As the snapdragon season draws to a close for many of us, we may be looking for some alternatives that help extend the season. I had thought to write a short little article on penstemon, then I started really looking into this plant…Now I’m settling for a short little article on very few penstemon because there are more than 275 species, forms and cultivars out there, and there is no way to ever do justice to the group except possibly by writing a book.
Penstemon species are collectively called the beardtongues. Sounds like the way your mouth feels after a long night, but it actually refers to the way the staminode is furred with tiny hairs. If you start looking into the throats of penstemon this will all become clear; however, for the rest of us, stick with the late-night analogy — whatever helps you to remember this group of plants because they are great performers, and there are many new good cultivars out there. If you haven’t seen one before, penstemon looks a little like a gloxinia flower on an angelonia chassis; with a pale or white throat and rich colors on the outside of each flower. I think the releases of the vegetative types are really going to open the market for this genus.
Penstemon is native to almost all of North America, from Guatemala to Canada. They range from wetland to desert to alpine conditions, can be problematic to produce and have very odd germination requirements. Part of the confusion with this crop relates back to this diversity of origin. Hardiness varies all over the board as well, with some species hardy to -2° F and others dying out when they receive a frost. Luckily, our industry has come along and solved all of our problems. We made hybrids and selected for nursery and home garden performance. So with that, I am going to leave the species aside for now and look at some of the more mainstream cultivars. For those of you interested in the species, please check out Figure 2, page 18.

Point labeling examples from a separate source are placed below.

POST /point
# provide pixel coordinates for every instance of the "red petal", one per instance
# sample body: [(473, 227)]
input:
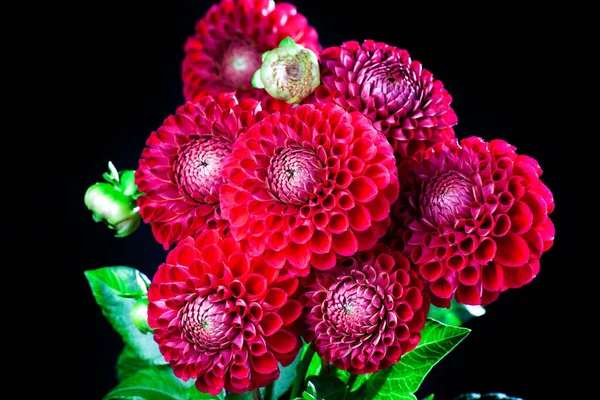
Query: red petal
[(363, 189), (264, 364), (298, 255), (512, 251), (344, 244), (271, 323), (521, 218)]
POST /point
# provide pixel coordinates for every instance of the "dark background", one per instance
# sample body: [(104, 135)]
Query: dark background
[(118, 71)]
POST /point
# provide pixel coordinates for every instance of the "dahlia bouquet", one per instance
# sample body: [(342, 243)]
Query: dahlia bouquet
[(327, 233)]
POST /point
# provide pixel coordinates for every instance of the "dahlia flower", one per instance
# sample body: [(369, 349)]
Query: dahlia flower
[(402, 98), (308, 184), (221, 317), (225, 50), (365, 313), (180, 169), (474, 217)]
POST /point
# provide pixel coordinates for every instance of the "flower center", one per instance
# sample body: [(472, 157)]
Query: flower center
[(390, 84), (198, 168), (293, 174), (350, 308), (447, 194), (239, 63), (205, 323)]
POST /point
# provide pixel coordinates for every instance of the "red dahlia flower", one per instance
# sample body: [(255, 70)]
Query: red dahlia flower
[(367, 312), (402, 99), (474, 217), (309, 184), (226, 48), (222, 317), (180, 169)]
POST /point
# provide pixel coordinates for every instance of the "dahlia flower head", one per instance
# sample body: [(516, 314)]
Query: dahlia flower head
[(309, 184), (365, 313), (221, 317), (474, 217), (225, 51), (396, 93), (180, 168)]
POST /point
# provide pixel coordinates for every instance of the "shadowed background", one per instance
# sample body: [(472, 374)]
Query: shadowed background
[(125, 65)]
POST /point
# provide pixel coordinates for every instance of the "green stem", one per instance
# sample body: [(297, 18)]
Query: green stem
[(256, 394), (351, 382), (269, 391), (301, 372)]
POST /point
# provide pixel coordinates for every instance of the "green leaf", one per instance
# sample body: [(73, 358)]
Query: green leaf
[(157, 383), (314, 368), (284, 382), (401, 380), (457, 314), (327, 387), (114, 289), (128, 363)]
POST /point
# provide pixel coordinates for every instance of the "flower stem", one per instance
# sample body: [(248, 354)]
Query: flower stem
[(256, 394), (351, 381), (301, 372), (325, 367)]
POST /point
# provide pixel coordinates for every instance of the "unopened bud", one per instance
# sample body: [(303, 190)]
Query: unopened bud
[(289, 72)]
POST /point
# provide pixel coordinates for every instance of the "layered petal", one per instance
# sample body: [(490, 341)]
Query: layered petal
[(318, 180), (400, 97), (474, 217), (365, 313)]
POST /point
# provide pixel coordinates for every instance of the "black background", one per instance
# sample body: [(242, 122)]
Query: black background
[(120, 69)]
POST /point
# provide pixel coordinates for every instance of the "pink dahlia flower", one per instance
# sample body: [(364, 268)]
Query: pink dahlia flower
[(180, 169), (226, 48), (474, 217), (306, 185), (365, 313), (221, 317), (402, 98)]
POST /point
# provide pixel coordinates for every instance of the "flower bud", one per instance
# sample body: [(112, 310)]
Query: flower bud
[(289, 72), (112, 206), (139, 315)]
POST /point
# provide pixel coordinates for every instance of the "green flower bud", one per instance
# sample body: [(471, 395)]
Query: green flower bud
[(139, 315), (108, 204), (289, 72)]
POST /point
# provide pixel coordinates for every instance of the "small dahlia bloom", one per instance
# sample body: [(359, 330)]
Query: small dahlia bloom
[(308, 184), (402, 98), (225, 51), (474, 217), (180, 169), (222, 317), (365, 313)]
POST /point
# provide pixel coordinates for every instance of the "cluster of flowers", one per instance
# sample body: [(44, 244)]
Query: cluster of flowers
[(333, 213)]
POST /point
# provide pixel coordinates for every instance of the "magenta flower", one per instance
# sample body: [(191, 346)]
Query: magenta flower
[(306, 185), (474, 217), (367, 312), (402, 98), (222, 317)]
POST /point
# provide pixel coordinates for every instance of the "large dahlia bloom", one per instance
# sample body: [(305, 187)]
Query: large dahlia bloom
[(226, 48), (180, 169), (221, 317), (402, 98), (306, 185), (365, 313), (474, 217)]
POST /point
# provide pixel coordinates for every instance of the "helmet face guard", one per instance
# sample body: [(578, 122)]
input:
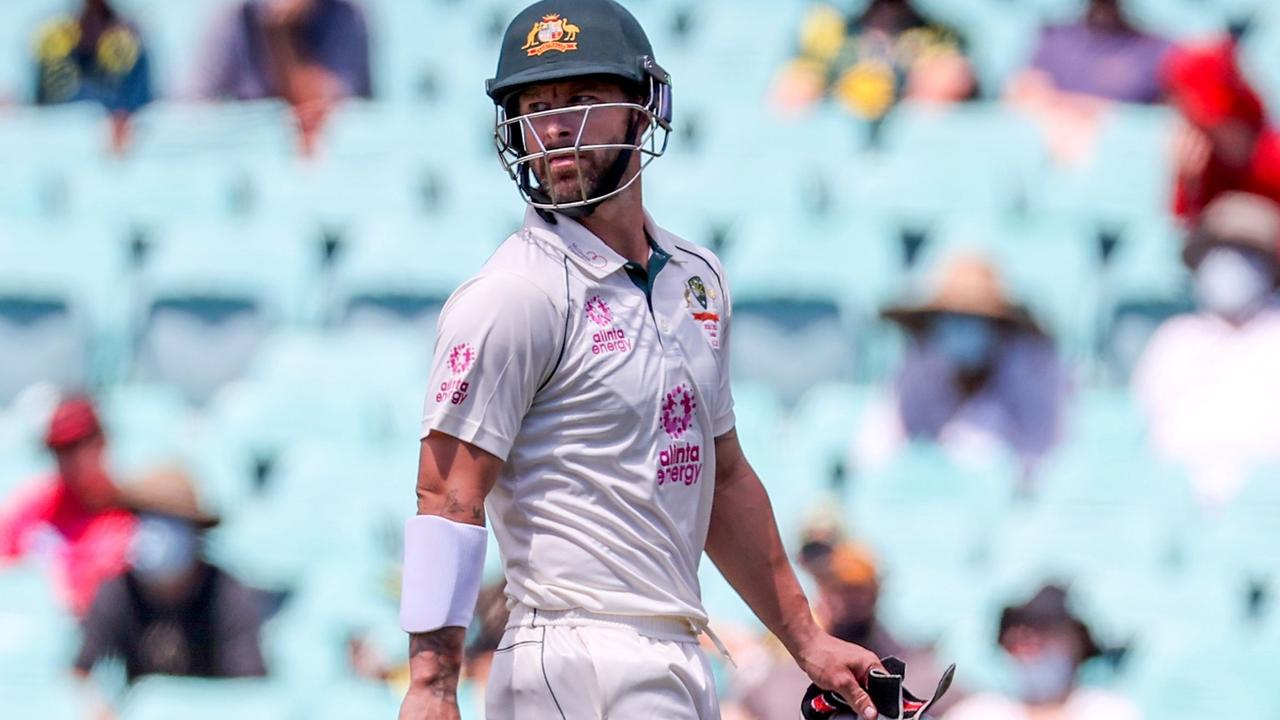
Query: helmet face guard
[(653, 117)]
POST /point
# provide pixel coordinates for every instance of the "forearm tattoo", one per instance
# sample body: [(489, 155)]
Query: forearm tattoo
[(437, 659)]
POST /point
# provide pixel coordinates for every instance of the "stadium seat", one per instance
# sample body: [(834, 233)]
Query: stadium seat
[(804, 286), (158, 697), (147, 424), (209, 297), (37, 637), (59, 302)]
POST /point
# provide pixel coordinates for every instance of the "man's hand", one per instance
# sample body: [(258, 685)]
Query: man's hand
[(840, 666), (435, 662)]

Vegetative cultivars are making their way onto the market, and the introduction of vegetative forms really simplifies production — cuttings are easy to root, and crop time is shortened. There are three main groups I wanted to touch on. First is Fischer USA’s 2006 release of the Phoenix series. This is a good, relatively short series with large flowers. It has the added benefit of being the result of breeding done by Jason Jandrew of Goldsmith Seed for Fischer. Jason was a graduate of the University of Florida (master’s degree), a good friend and a fellow plant nerd, so it is good to see him adding to the richness of the plant world! The series is early flowering and seems to have little response to photoperiod; we’ll be trialing it for a Christmas flowering crop this year. Colors range from Appleblossom (which is a pale pink, with darker edge) to strong reds and purples. Good for 6-inch or gallon production.
Ball FloraPlant carries three groups of penstemon; The Cathedral series, made up of Pink and Hot Pink; ‘Prolific’, which is also pink; and ‘Husker Red’, an old, standard variety, has white to pale lavender flowers with a bronze cast to the foliage. All should be good for the 6-inch to gallon markets. We are looking at the Cathedrals and ‘Prolific’ in Florida this year.

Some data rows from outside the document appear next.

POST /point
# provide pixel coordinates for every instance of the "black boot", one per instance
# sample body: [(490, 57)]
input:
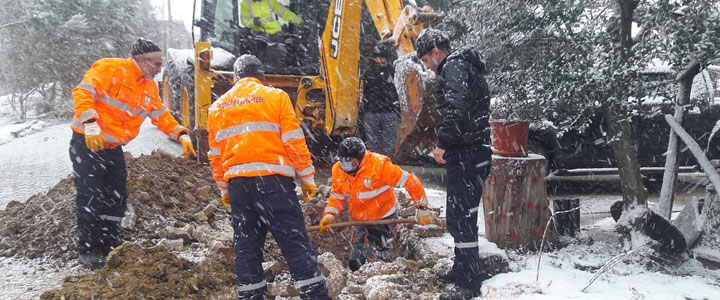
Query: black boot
[(458, 293), (446, 276)]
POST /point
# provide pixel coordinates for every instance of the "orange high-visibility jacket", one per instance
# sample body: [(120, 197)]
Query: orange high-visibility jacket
[(253, 131), (370, 195), (115, 94)]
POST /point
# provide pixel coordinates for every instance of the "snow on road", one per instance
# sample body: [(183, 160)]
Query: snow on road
[(36, 162)]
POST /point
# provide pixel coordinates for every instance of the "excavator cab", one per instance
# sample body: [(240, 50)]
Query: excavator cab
[(316, 61)]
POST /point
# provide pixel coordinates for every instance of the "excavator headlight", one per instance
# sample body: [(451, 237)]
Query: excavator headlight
[(204, 58)]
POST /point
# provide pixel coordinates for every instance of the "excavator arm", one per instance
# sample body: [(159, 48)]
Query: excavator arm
[(340, 57)]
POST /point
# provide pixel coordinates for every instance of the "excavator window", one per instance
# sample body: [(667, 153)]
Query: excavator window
[(219, 23)]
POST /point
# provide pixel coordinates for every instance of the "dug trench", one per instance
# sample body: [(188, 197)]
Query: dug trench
[(178, 243)]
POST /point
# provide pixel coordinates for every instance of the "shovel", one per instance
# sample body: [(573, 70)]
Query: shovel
[(364, 223)]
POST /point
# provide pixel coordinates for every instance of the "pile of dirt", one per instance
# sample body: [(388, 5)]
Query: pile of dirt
[(172, 209), (165, 193), (134, 272)]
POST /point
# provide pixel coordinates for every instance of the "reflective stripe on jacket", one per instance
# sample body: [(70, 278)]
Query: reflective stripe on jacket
[(115, 94), (253, 131), (370, 195), (267, 11)]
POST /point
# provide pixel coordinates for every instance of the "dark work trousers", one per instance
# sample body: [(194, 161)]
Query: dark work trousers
[(466, 173), (381, 129), (101, 200), (371, 243), (269, 203)]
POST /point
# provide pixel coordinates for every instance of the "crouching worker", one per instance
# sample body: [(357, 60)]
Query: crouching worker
[(364, 181)]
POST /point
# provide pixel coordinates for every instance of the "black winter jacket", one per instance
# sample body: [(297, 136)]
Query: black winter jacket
[(379, 93), (463, 101)]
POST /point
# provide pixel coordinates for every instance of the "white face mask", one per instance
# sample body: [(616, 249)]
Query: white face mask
[(347, 166)]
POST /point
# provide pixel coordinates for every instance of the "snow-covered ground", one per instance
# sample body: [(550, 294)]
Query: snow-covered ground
[(34, 163)]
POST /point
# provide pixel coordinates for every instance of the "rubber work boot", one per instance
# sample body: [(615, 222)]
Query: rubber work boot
[(446, 276), (92, 260), (458, 293)]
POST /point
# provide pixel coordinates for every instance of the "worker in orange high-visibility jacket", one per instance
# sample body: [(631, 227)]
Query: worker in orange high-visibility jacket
[(257, 147), (112, 101), (364, 182)]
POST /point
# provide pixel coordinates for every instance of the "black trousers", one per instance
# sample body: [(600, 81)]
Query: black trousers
[(269, 203), (466, 173), (101, 200)]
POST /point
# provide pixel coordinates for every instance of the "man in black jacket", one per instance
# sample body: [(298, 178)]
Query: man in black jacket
[(381, 111), (463, 131)]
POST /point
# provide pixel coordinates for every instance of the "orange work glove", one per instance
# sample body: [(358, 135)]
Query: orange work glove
[(423, 216), (93, 137), (188, 150), (225, 198), (308, 187), (326, 220)]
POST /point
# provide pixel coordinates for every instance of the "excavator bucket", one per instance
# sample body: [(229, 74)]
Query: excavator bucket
[(415, 137)]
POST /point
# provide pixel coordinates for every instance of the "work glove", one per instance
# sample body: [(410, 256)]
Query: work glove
[(423, 215), (93, 137), (188, 150), (225, 198), (308, 186), (325, 222)]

Proven Winners released the dwarf hybrid ‘Lilliput Rose’ a couple years ago, and it has been one of my favorites ever since. The plants are in full bloom at about 8 inches and max out at maturity at around 12-14 inches in height. We had excellent trials in winter for Florida with color almost all winter long and into late spring. I even took one of the plants to Anchorage, Alaska, and it performed well there all through the season. So when you find a plant that performs well in both Alaska and Florida, it is usually something pretty durable with a good range across the United States.

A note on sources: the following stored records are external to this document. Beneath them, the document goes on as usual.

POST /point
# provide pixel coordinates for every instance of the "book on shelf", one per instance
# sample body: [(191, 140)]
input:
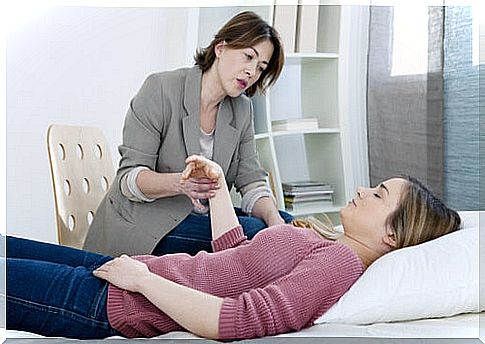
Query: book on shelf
[(312, 206), (306, 186), (308, 198), (295, 124)]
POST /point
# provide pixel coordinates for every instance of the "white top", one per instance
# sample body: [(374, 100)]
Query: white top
[(250, 193)]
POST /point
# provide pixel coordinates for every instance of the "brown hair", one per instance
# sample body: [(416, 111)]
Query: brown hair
[(244, 30), (421, 216)]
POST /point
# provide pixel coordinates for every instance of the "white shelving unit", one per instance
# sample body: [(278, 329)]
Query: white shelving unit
[(309, 87)]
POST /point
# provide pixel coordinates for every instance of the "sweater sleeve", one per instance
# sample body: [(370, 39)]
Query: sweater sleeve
[(231, 238), (294, 301)]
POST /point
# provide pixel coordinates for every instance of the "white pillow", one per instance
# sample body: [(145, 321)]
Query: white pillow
[(434, 279)]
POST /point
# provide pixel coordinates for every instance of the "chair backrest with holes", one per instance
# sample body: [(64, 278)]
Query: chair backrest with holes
[(82, 171)]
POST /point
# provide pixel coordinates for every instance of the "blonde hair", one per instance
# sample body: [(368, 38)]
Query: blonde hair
[(323, 226), (419, 217)]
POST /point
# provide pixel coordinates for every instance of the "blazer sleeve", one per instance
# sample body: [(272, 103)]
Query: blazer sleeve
[(249, 167), (294, 301), (143, 127)]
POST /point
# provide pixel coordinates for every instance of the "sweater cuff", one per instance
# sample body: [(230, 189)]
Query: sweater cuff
[(231, 238), (227, 321)]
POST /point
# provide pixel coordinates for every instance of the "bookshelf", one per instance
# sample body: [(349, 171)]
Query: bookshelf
[(310, 87)]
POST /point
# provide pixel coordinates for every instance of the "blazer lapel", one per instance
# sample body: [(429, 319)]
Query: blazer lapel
[(191, 122), (226, 136)]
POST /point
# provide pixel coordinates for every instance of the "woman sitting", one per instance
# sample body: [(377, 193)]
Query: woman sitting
[(280, 281)]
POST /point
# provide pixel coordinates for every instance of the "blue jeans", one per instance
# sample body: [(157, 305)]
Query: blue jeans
[(51, 291), (194, 233)]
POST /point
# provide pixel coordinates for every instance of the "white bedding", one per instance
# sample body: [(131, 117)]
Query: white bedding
[(459, 326)]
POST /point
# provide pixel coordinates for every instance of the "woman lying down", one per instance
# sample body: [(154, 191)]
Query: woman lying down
[(280, 281)]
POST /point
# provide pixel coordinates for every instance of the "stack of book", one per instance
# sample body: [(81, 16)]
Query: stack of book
[(295, 124), (307, 196)]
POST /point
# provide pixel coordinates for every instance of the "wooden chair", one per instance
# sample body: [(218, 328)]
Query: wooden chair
[(82, 171)]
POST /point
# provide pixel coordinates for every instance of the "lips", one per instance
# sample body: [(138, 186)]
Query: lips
[(242, 83)]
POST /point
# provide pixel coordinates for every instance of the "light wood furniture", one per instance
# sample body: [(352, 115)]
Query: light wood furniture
[(82, 171)]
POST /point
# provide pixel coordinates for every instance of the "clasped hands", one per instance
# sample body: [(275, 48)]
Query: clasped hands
[(200, 179)]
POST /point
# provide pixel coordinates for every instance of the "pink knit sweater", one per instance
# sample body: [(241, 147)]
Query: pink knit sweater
[(280, 281)]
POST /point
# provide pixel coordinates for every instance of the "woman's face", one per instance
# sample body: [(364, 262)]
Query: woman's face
[(239, 69), (364, 217)]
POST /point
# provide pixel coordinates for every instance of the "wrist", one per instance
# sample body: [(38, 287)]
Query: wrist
[(144, 281), (177, 185)]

Both Kieft Seeds and Ernst Benary of America also carry penstemon from seed, and these both look like very promising releases as well. The Navigator series from Kieft has bright pink, lavender and blue tones with white-throated blooms. The Navigator series has Á a dwarf habit and is early flowering. Benary carries two different hybrids of P. digitalis that are good performers, although P. digitalis tends to perform slightly better in the Northern parts of the United States. ‘Rondo’ has green foliage and clear pink flowers on a 2- to 3-foot plant, and ‘Mystica’ resembles ‘Husker Red’ but with a better pink color and bronze foliage.
Whether you are more comfortable with seed or vegetative crops, there is a penstemon that will work for you, and I think this group of plants will only become more popular as these hybrids show growers and gardeners how rewarding the crop can be. Market them as premium items, and don’t let them get lost in your bedding plant mix.
Culture Quickie: Penstemon
Media. Use a well-drained media with coarse texture and a pH of 5.8-6.4. Because of their origins, most penstemon are pretty tolerant of high pH ranges, but you don’t need to do anything differently than you would for other bedding or perennial crops.
Fertilization. Regular fertilization at 75-150 ppm for bedding plants is fine. Since the plants are generally adapted to low-nutrition environments, try to avoid over-fertilizing as it can add height and delay flowering.
Watering. Keep plants on the dry side; they don’t like wet feet in most cases. Standard bedding plant watering should be adequate.
Temperature. Great crop for the cool greenhouse, but tolerant of late-season warmth as well; accepts 55-65° F nights and 70-80° F days. You’ll probably get better color and shorter plants on the cool end of the spectrum.
Light. Use bright greenhouse conditions to full sun; these plants like bright light. It will help with size and quality, as low light causes stem elongation pretty rapidly.
Propagation. By seed (3- to 15-week germination with species types) or cuttings (1-3 weeks in propagation).
Timing. Excluding propagation time, most cutting crops should come in between six and eight weeks. Seed types may take a bit longer — up to 20 weeks. Usually 1-3 liners/cuttings per gallon.
Pinch. Most suppliers do not recommend a pinch, and standard production is to produce the crop as straight up.
Flowering. No photoperiodic responses known, but plants generally flower in spring while nights are cool; however, many of the warm climate species will continue to flower all summer.
Marketing Season. Spring rules, but look at using this crop to extend sales into summer. We will be looking at scheduling a winter crop in 2005.
PGRs. Definitely a consideration. Try B-Nine (daminozide, Crompton Crop Protection) at 5,000 ppm early in the crop but switch to drenches late in the crop to avoid misshapen flower stalks. Not much work has been done with this crop and the triazoles (like paclobutrazol [Bonzi, Syngenta and Piccolo, Fine Agrochemicals] and uniconazole [Sumagic, Valent]) so experiment with low rates (<1 ppm), and move upward until you find what works under your conditions. Remember to always follow labels.